Kalimpong Calling

Confessions of a RadioHead

The seventh essay from my 2002 book Kalimpong Calling.

Before the advent of television and the Internet, there was hardly a household in the hills untouched by the strains of Radio Nepal’s signature tune or the famously stylish delivery of Ameen Sayani, as he counted down Hindi film hits on Binaca Geetmala from Radio Ceylon.

I do not belong to the generation that truly grew up on radio, for by the time entertainment became a serious matter in my life, television had already penetrated the hills. Yet the radio still holds a special place in my memory.

The main reason I am such a devotee of radio has always been economy. The airwaves — like oxygen, sunlight, and rain — are free. The sets are affordable. And the sheer number of stations one could tune into was the clincher. Long before Springsteen sang “57 channels and nothing on,” the radio was offering a smorgasbord of sounds: VOA jazz programmes, BBC World news, Narayan Gopal on Radio Nepal, and cricket commentary.

The radio was also portable. You could carry it to the staff room to catch commentary, or to the fields when keeping night watch during harvest. In fact, in rural India the cycle and the radio were metaphors of modernity, symbols of mobility as much as of leisure. Generations of dehatis boogied in fields with transistor sets on their shoulders long before advertisements made the Walkman cool.

At our house, the most prized possession was a Bush radio with a large tuning knob. I remember evenings spent trying to figure out the mysteries inside the box that made all those sounds. Later, during insomniac nights, I would turn to the dial and roam through Hindustani classical programmes on AIR, phone-ins on VOA, Dutch Radio, or Radio Deutsche Welle. It was a veritable Babel, where the turn of a knob could let you tour the world linguistically.

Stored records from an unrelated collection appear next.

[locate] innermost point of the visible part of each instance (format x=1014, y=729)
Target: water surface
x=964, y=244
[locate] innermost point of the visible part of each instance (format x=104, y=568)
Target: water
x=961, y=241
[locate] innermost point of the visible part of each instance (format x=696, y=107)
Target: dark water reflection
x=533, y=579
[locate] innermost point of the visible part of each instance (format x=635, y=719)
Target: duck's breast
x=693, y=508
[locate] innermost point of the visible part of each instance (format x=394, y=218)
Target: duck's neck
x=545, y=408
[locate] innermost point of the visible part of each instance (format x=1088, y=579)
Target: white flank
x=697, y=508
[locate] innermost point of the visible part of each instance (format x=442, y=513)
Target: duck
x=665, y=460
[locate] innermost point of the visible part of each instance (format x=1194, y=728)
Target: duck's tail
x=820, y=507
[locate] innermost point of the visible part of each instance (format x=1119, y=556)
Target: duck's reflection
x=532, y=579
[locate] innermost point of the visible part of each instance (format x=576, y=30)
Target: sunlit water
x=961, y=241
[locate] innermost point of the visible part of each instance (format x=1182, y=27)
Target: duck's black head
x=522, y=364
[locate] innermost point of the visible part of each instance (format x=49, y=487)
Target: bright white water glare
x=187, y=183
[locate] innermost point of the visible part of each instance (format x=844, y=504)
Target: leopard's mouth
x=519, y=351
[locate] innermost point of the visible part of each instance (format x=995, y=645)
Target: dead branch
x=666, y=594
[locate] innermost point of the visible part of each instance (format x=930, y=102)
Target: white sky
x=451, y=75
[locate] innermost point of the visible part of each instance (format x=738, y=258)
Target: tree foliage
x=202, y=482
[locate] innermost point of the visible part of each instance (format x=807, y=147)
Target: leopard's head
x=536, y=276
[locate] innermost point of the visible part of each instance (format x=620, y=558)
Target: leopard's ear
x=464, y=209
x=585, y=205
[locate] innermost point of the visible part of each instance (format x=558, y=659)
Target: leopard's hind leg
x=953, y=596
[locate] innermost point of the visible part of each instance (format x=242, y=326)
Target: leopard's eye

One programme stood out: the AIR broadcasts in which Gurkha soldiers read letters to their families back in remote Nepali villages. I confess I derived a strange delight in eavesdropping on their mundane concerns, relayed across miles, voices laden with longing and affection.

Today the radio has largely disappeared, overtaken by its more glamorous cousin, television. Yet even now, during walks in the villages, I sometimes catch a familiar melody wafting out of a neighbour’s set. It fills me with nostalgia — and I am reminded of that old Carpenter’s hit:

When I was young
I’d listen to the radio
Waiting for my favourite song...

Those were happy times, and though they are gone, the memory remains.